In this work, the modelling problems of how claim counts, claim amounts, and average loss per claim are related to major risk factors in auto insurance rate regulation were considered. The major risk factors include accident year, reporting year, territory, coverage, and Size-of-Loss. Artificial neural network models were applied within the problem, and variable importance measures were introduced to improve the model explainability. The obtained results from different approaches of using weight values of ANN to measure the variable importance were compared, and the most dominant risk factors were identified. Through the study, we found that the variable importance measures by the Garson algorithm or Olden function can help identify the critical variables that contribute to explaining the variation of the response variable in ANN models. The obtained results were not necessarily consistent, since the variable importance measures make use of the different sources of information from the fitted model. However, our study shows that both Size-of-Loss and coverage are two crucial factors for claim counts, claim amounts, and average loss per claim. This finding is based on the selected low-complexity ANN model, in which the Garson algorithm is applicable.

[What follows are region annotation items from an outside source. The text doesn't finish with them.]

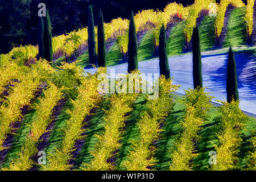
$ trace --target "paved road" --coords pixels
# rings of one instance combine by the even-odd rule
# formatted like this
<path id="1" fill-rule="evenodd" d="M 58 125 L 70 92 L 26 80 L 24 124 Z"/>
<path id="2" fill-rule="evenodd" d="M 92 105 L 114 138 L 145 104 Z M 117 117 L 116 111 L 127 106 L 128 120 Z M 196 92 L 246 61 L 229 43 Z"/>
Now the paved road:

Due to the complexity and lack of model explainability, neural network models have not yet been used in auto insurance rate regulation. This work illustrates the applicability of using a small-scale network architecture for modelling the claim frequency or claim severity by balancing the model complexity and its explainability. This work demonstrates the usefulness of proposed insurance rate regulation methods, particularly from the rate-filing perspectives. Although this study focuses on analyzing major risks only, the proposed method can be applied to more general insurance pricing problems. Therefore, insurance companies may use ANN models to predict future claim losses or future claim counts by pricing groups or individuals. That is to say, this work can be extended to the case when we have many observed zeroes in the response variable. However, in this case, the logarithm transformation on the loss cost to improve model variance homogeneity is not applicable. Another key aspect of using neural networks is the choice of network architecture. This is similar to other predictive modelling approaches, which aim for the optimal model via some cross-validation to evaluate the model error and select the suitable model based on the minimum cross-validated model error. Improving model explainability was our focus. Therefore, it is not recommended to apply a large-scale network architecture unless the model is interpretable. Our approach searches ofr the optimal network architecture within a designed search space, and this idea can be generalized to risk-factor study using individual claim loss. From this study, we have seen that the Size-of-Loss is a significant risk factor. In the future, further investigation of this factor may be needed to better understand the uncertainty behind the data observation and the relationship between Size-of-Loss and other statistical measures of loss, such as loss frequency. Our future work will focus on estimating Size-of-Loss probability distribution using multivariate statistical approaches such as functional principal component analysis and finite mixture models.

Funding

This research received no external funding.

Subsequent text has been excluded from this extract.